ANTHROPIC_API_KEY must be exported in the parent shell — uv run inherits the environment but does not source any shell init. If you keep secrets in a .env, the equivalent is:

uv run --env-file .env harness run evals/suites/netsuite_saved_search.yaml

--env-file is non-overriding: a var already set (even to empty) in the parent shell wins. Unset it first if the .env should take precedence.

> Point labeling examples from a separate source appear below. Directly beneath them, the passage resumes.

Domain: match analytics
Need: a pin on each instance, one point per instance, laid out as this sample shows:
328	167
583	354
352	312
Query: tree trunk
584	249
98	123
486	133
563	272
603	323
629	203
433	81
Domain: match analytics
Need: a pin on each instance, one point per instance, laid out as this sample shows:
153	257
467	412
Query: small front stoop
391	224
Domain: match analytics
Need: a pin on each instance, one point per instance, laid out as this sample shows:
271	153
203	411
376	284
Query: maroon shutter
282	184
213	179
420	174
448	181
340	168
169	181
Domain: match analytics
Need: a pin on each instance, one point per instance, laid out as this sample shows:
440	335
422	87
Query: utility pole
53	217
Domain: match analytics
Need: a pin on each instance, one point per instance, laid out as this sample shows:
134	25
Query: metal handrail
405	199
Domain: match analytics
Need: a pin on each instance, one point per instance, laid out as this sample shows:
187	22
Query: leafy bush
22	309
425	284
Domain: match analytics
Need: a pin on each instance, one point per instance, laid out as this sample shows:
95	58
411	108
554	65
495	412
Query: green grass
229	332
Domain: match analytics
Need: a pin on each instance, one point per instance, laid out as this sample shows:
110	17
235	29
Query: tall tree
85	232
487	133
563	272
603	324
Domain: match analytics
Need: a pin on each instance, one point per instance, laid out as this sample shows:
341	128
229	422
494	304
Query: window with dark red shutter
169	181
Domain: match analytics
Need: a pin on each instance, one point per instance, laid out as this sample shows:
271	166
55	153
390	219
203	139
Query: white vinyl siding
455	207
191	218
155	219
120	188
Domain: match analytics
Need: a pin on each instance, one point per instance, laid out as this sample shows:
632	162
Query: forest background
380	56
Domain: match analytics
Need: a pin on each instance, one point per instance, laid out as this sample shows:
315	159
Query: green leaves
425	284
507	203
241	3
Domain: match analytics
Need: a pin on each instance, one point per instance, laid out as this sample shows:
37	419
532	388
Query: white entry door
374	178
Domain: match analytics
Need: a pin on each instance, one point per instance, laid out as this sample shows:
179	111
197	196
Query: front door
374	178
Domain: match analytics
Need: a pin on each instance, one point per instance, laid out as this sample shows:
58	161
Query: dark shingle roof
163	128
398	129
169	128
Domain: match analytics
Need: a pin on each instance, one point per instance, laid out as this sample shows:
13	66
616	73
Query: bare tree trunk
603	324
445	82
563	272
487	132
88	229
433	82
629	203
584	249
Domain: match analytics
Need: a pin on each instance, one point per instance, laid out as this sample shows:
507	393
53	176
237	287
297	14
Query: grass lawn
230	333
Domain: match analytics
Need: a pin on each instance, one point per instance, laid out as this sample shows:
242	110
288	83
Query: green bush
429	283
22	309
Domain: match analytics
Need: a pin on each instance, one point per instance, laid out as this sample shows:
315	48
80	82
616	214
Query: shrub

The netsuite extra installs the netsuite-saved-search-mcp package, which the bundled example suite exercises. The target seam is in place; a second target binding is the v0.2 proof point.

Quick start

Run the bundled suite:

uv run harness run evals/suites/netsuite_saved_search.yaml

Or filter to one case:

uv run harness run evals/suites/netsuite_saved_search.yaml \
  --filter get_headers_metadata_detection

Diff two runs (the regression-detection use case):

uv run harness diff runs/<baseline>.json runs/<new>.json

Worked example: dual-model baseline diff

The bundled NetSuite suite has 15 cases against netsuite-saved-search-mcp. Running it twice — once against Claude Sonnet 4.6, once against Opus 4.7 — and diffing is the comparison this harness exists to produce.

uv run harness run evals/suites/netsuite_saved_search.yaml \
  --out runs/baseline-sonnet-4-6.json
uv run harness run evals/suites/netsuite_saved_search.yaml --model claude-opus-4-7 \
  --out runs/baseline-opus-4-7.json
uv run harness diff runs/baseline-sonnet-4-6.json runs/baseline-opus-4-7.json

The two runs above are committed at runs/baseline-sonnet-4-6.json and runs/baseline-opus-4-7.json — open either to see the raw trace and grader output the diff was computed from.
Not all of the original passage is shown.